After a second visit, the specialist with the fucking frigid fingers narrowed down the problem to Lila. Chase tried to follow the biology behind it, but for a guy who’d never made it past the sixth grade, he was having trouble visualizing things, and the doctor wasn’t using a pointer to tap on the chart on his wall the way Chase had been hoping.
The doc said it wasn’t impossible, but the odds were significantly narrower for Lila than the “average young female” to become pregnant and carry a child full-term.
She said, “Well, I was raised to believe in miracles.”
When they got home she unloaded two hundred rounds into the woods, trying to snuff ghosts.
Chase tried to keep Lila laughing because he knew it was starting to get to her, the fact that what came naturally to everyone else wasn’t happening for them. All day long they’d see pregnant teenagers heading to Mrs. Haskins’s Home for Wayward Unwed Girls & Peanut Farm. Lila had something like nineteen uncles and aunts, thirty-seven cousins, her parents, and both sets of grandparents living less than five miles away. At every family function they all let her have it. Asking when she was going to have a kid.
It worked her nerves. Chase knew they all figured he must have bad genes, being a Yankee and now this, and he let them keep on believing it. Lila cared and he didn’t.
She hung in there, but on certain nights the fact rattled her and a black mood would hit. She’d hold him tightly as if he might be running out on her, really putting her weight into it and using some cop holds on him, twisting him down. With her mascara running she’d say, “I’m so sorry.”
“There’s nothing to be sorry about.”
“There is.”
No matter what he said he couldn’t snap her out of it. She had to bounce back on her own. They’d lie there drinking wine or whiskey, the heavy breeze coming down out of the hills washing the curtains back.

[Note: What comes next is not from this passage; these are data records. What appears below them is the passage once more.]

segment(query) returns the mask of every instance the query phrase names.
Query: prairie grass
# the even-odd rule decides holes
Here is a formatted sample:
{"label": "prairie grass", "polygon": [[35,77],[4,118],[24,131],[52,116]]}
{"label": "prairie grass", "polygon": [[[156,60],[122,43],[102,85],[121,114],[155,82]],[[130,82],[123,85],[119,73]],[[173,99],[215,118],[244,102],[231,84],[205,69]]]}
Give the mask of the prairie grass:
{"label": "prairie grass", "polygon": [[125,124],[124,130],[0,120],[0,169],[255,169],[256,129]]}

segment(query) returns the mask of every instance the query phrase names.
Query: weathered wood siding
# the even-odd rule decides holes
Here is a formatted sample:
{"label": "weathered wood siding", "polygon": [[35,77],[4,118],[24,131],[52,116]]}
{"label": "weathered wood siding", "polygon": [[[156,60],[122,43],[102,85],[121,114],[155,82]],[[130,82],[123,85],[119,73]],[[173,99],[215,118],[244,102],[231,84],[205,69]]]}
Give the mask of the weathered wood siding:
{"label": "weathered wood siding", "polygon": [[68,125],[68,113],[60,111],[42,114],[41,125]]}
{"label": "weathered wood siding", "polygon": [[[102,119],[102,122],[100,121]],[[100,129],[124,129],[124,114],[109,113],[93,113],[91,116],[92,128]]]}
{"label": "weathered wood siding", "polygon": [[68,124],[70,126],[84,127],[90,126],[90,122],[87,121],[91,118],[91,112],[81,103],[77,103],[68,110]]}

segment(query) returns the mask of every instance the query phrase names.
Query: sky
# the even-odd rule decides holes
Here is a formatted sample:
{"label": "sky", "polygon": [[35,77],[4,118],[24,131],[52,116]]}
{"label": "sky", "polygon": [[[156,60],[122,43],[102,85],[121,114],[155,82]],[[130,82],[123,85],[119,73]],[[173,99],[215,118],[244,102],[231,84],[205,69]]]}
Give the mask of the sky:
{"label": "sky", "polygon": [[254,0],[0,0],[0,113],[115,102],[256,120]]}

She only brought up his parents or Jonah when the idea of motherhood started to drift away from her. “You think he ever loved you? Your granddaddy?”
“Yes,” Chase said, surprising both of them.
“You loved him?”
“Yes.”
“But you were afraid of him.”
“Everybody was afraid of him.”
“And you just couldn’t trust him anymore after that last card game.”
“Even before that. He would’ve thrown me over if he had to. I just thought I’d be the last one he threw over.” Chase sipped the whiskey. “It’s part of the way the pros do things.”
“Leaving their friends behind?”
“Yeah,” he admitted. “If there’s no other way around it.”
“But you didn’t. Not the night we met. You hung around. You never ran.”
“No, I don’t run.”
“A’ course, you did wind up shooting your own string.”
“Only in their legs. And only for you.”
“Wasn’t much of a getaway.”
“It was for you.”
“So warm, sweetness,” she said and rolled to him.
“I bet the other girls just got flowers and chocolates.”
C hase began dreaming of his mother and the dead little sibling, the one who hadn’t had a chance to be born. He’d spent years trying to forget her face, tamping those memories down inside him, but now she appeared before him quite clearly, her voice almost breezy as she spoke his name.